From Novice to Senior: Refactoring a Whole Codebase Overnight With a Software “Dark Factory”

I planned to extract the Dark Factory engine from my personal project as a standalone tool for work.

But I wasn’t happy with the code standard — both the factory itself and some of the code it had produced. It was functional, but naïve.

So I did something different.

I used Codex plan mode to collate:

the software engineering practices I’ve learned over the last 10–20 years
the external resources that shaped how I write maintainable code
the “playbook” standard I’d want in production

Then I fed that playbook back into the factory.

Codex produced a detailed refactor plan for the entire codebase — but crucially, broken into independent slices.
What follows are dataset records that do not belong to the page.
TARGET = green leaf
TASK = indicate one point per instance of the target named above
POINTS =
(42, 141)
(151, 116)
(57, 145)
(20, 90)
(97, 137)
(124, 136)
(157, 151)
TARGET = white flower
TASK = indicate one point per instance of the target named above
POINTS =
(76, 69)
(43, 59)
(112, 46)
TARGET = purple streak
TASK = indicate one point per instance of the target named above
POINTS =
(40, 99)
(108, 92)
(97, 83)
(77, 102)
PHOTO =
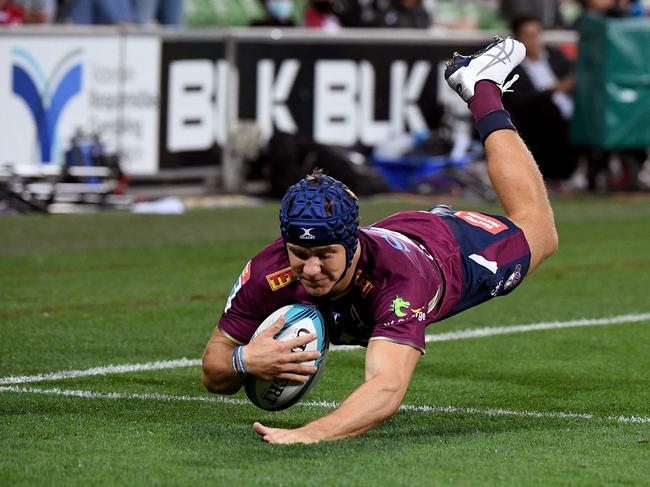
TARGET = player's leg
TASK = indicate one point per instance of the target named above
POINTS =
(480, 80)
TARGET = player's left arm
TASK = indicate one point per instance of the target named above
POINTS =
(389, 367)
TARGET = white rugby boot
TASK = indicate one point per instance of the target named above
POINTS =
(493, 63)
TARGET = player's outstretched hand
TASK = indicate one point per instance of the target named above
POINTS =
(278, 436)
(268, 359)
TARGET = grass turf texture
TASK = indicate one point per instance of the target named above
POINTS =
(90, 290)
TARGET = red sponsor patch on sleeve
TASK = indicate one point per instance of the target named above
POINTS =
(487, 223)
(246, 273)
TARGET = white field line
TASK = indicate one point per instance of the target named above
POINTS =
(327, 405)
(440, 337)
(104, 370)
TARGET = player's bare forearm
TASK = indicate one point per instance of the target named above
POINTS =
(217, 374)
(389, 367)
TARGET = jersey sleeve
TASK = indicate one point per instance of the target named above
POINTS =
(239, 319)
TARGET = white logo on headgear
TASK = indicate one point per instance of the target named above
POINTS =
(306, 233)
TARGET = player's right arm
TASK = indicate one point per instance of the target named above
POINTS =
(264, 357)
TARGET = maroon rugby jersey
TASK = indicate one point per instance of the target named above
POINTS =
(408, 276)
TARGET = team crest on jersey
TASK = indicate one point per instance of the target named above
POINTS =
(241, 280)
(362, 281)
(280, 279)
(487, 223)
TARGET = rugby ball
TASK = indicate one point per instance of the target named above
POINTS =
(277, 394)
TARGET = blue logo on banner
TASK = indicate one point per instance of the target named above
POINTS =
(45, 100)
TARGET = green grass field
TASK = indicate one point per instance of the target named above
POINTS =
(85, 291)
Each slice ran through the factory like a small production job:

implement the refactor
verify locally
verify in GitHub CI
create a PR with a summary, prompt, run log, and evidence
merge
move on to the next slice

When I woke up this morning, there were nearly 200 independent PRs completed.

Each one had:

a clear summary of what changed and why
the prompt/spec it worked from
the run log (commands + checks)
CI evidence it was green

And the outcome surprised me.

The code quality went from “novice” to “senior”.
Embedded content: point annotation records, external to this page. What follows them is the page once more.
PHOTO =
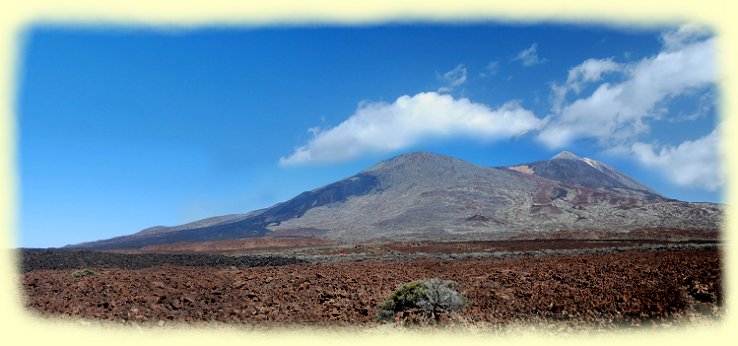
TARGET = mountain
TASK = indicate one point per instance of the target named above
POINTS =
(570, 169)
(426, 196)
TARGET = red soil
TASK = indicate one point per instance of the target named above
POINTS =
(591, 289)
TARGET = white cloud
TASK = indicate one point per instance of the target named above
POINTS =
(529, 56)
(684, 35)
(616, 113)
(453, 78)
(491, 69)
(691, 163)
(591, 70)
(385, 127)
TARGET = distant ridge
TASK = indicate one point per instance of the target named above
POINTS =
(427, 196)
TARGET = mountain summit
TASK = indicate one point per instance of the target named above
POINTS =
(426, 196)
(565, 155)
(568, 168)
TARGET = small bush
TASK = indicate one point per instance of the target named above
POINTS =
(83, 272)
(434, 297)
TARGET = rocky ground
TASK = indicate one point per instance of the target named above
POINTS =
(600, 290)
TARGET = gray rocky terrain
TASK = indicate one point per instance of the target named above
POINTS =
(426, 196)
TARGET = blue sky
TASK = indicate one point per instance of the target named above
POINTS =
(121, 129)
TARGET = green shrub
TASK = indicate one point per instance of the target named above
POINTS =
(433, 297)
(83, 272)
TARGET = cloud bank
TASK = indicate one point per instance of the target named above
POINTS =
(453, 78)
(691, 163)
(385, 127)
(616, 113)
(529, 56)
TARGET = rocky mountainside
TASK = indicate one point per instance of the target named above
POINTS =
(425, 196)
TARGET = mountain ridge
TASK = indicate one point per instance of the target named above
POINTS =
(423, 195)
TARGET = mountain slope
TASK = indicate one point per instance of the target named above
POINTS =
(570, 169)
(435, 197)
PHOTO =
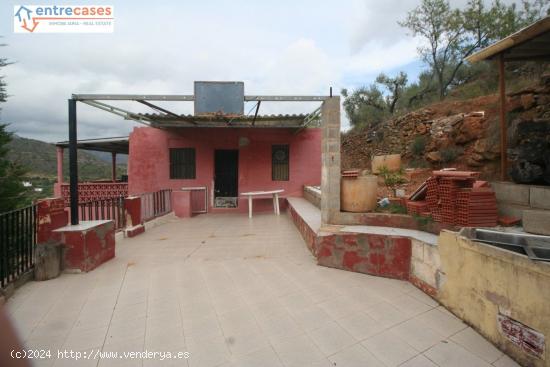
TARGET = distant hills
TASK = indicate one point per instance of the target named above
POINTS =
(40, 158)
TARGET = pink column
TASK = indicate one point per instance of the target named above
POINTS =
(113, 168)
(59, 165)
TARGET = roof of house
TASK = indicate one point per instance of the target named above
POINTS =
(117, 144)
(529, 43)
(218, 120)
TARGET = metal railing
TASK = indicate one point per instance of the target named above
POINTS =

Genuinely: I would hire the person who performed this refactor without hesitation.

This only works with solid test coverage.

The factory needs a contract. Without tests (and CI) it can’t validate its work before moving on — and the whole approach breaks down. You can’t safely refactor in 200 slices if you’re relying on manual UAT or gut feel.

AI makes refactoring cheaper.

But tests are what make it safe.

I have shared some samples of the PR artefacts (summary + prompt + run log + CI evidence) because that “evidence trail” is the real difference between agentic hype and something you can trust in production.